# Motif Discovery

CRESSENT provides comprehensive motif discovery capabilities through two complementary approaches: regex-based pattern matching for known motifs and de novo motif discovery using MEME. Additionally, it integrates with the Prosite database for functional annotation of discovered motifs.

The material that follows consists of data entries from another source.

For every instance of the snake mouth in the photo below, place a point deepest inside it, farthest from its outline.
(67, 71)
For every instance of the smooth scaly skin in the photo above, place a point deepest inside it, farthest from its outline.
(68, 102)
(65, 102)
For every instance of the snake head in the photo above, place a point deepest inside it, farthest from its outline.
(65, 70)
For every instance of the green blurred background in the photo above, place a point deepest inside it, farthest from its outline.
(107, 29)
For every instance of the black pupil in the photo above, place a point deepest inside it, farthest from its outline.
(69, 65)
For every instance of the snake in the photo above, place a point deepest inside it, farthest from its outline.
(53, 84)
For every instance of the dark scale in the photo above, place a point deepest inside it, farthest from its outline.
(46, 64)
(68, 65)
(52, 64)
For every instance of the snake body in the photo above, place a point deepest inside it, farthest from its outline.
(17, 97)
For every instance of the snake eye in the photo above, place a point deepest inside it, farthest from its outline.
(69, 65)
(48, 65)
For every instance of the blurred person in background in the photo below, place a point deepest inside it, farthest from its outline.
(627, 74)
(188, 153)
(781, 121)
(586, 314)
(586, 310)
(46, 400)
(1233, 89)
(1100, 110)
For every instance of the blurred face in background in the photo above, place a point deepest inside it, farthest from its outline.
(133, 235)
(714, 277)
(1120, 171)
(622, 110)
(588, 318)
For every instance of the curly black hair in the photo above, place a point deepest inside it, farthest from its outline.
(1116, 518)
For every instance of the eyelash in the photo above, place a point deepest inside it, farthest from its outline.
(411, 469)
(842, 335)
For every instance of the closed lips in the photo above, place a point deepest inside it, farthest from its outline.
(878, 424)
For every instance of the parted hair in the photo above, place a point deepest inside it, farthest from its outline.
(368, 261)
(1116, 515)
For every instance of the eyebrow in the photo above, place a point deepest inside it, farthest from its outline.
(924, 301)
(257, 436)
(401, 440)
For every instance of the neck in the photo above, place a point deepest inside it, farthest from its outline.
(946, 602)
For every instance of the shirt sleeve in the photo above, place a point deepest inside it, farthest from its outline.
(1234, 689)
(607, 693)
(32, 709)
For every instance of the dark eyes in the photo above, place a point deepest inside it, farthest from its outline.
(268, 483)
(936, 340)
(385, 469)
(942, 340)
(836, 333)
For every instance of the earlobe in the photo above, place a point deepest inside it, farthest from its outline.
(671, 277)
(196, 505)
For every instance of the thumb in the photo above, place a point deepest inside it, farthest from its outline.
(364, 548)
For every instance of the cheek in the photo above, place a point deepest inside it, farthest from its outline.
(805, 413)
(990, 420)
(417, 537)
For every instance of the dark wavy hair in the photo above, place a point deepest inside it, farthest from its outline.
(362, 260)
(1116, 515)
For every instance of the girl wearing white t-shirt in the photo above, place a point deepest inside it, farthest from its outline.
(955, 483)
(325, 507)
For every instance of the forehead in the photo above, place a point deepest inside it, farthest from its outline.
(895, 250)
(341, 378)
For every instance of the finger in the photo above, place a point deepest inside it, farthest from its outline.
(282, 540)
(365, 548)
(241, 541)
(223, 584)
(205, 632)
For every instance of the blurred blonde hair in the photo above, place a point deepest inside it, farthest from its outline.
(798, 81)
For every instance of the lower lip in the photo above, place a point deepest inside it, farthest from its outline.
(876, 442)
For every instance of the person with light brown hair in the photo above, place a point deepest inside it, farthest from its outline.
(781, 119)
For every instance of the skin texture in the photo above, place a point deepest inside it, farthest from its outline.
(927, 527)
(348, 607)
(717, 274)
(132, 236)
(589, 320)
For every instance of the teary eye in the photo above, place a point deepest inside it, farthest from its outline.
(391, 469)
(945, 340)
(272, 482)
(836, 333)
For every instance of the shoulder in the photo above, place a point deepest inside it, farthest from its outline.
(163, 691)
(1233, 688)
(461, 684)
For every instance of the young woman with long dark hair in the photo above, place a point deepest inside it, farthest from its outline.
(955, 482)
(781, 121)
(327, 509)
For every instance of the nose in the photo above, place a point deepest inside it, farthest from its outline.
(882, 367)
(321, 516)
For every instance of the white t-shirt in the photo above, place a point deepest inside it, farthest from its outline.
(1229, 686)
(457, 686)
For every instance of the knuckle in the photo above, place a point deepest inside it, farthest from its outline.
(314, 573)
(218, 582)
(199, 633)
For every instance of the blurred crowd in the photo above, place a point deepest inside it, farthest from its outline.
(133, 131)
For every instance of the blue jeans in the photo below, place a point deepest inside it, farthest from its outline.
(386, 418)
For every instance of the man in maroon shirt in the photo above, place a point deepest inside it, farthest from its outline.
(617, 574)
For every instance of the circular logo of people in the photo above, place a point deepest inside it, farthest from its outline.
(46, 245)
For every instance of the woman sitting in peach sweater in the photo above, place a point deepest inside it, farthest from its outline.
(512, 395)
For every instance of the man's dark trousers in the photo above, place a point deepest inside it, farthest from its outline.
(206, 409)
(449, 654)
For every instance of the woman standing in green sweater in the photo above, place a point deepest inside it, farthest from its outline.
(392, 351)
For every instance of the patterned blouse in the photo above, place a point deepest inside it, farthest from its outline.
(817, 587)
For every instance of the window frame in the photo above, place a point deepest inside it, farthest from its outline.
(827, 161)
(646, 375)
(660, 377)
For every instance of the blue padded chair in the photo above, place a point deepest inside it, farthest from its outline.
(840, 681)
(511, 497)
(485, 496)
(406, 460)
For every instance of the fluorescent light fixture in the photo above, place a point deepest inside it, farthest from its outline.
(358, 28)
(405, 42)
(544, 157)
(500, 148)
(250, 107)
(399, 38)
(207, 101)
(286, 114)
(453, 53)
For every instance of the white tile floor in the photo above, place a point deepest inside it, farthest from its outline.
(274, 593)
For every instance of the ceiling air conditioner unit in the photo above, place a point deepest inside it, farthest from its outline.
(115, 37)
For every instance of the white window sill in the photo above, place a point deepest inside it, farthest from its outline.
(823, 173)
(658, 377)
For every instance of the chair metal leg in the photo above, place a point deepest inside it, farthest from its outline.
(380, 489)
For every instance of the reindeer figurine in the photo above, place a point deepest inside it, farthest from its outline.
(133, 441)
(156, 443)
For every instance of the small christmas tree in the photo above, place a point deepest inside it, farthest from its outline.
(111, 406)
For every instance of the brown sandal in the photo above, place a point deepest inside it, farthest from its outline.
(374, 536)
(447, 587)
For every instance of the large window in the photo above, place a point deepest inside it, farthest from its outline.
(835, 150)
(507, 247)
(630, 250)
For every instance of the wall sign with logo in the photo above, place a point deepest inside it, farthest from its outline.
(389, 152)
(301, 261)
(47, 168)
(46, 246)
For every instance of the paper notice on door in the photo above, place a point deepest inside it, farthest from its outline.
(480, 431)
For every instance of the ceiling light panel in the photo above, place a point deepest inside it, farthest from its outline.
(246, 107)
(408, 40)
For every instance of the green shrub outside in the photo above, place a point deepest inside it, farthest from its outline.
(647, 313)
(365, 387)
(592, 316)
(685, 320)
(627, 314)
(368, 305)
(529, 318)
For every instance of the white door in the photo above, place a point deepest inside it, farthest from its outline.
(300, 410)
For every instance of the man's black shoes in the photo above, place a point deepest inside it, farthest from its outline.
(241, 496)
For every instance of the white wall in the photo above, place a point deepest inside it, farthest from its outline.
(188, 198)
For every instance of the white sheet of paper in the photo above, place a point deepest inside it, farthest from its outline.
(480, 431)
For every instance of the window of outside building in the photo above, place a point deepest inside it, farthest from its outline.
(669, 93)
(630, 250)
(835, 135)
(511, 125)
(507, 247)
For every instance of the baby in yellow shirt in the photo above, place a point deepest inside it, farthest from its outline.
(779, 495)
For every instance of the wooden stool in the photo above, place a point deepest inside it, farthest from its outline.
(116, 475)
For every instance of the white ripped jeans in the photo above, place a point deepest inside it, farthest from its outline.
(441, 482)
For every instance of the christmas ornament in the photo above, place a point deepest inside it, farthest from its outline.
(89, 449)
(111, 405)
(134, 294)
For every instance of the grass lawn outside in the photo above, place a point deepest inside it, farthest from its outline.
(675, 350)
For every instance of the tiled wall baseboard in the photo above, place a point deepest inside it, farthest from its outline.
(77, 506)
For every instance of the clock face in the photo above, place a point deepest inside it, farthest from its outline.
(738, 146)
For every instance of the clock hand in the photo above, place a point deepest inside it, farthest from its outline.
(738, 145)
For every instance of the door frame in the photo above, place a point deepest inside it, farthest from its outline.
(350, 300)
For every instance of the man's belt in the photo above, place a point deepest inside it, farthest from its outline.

```{image} _static/figures/fig_module_phylogenetic.png
:width: 800
:class: no-scaled-link
:align: center
```

## Overview

The motif discovery module combines:
- **Pattern-based searching** using regex patterns with seqkit
- **De novo motif discovery** using MEME for finding unknown patterns
- **Functional annotation** via ScanProsite for protein sequences
- **Visualization** through sequence logos and motif maps

## Regex-based Pattern Matching

### Basic Usage

Search for specific motif patterns in your sequences:

```bash
cressent motif -i sequences.fasta -p "TAGTATTAC" -o output_dir
```

### Key Features

- **Flexible pattern matching** using regex syntax
- **Gap handling** with optional gap removal
- **Position tracking** with detailed coordinate information
- **Sequence splitting** at motif positions

### Parameters

| Parameter | Description | Default |
|-----------|-------------|---------|
| `-p, --pattern` | Sequence pattern (regex) for motif searching | Required |
| `-n, --table_name` | Name of output table file | `pattern_positions.txt` |
| `--remove-gaps` | Remove gaps before searching | False |
| `--split-sequences` | Split sequences at motif positions | False |

### Example: CRESS Virus Nonanucleotide

```bash
# Search for nonanucleotide motif in CRESS viruses
cressent motif -i cress_genomes.fasta \
               -p "TAGTATTAC" \
               -n nona_positions.txt \
               -o motif_analysis/
```

### Output Files

- **Position table**: Tab-delimited file with motif locations
- **Split sequences**: Optional FASTA files split at motif positions
- **Log file**: Detailed analysis log

## De Novo Motif Discovery

### MEME Integration

Discover unknown motifs using the MEME suite:

```bash
cressent motif_disc -i sequences.fasta \
                        -o meme_output/ \
                        -nmotifs 3 \
                        -minw 6 \
                        -maxw 12
```

### Parameters

| Parameter | Description | Default |
|-----------|-------------|---------|
| `-nmotifs` | Number of motifs to find | 1 |
| `-minw` | Minimum motif width | 5 |
| `-maxw` | Maximum motif width | 10 |
| `--meme_extra` | Additional MEME arguments | None |
| `--scanprosite` | Run ScanProsite analysis | False |

### MEME Output Processing

The module automatically processes MEME results to generate:

1. **Consensus table** (`consensus_table.csv`)
2. **Detailed motif table** (`motif_table.csv`) with:
   - Sequence IDs and matched regions
   - Motif positions and orientations
   - Regular expressions for each motif
3. **EPS visualization files** (organized in `eps_files/`)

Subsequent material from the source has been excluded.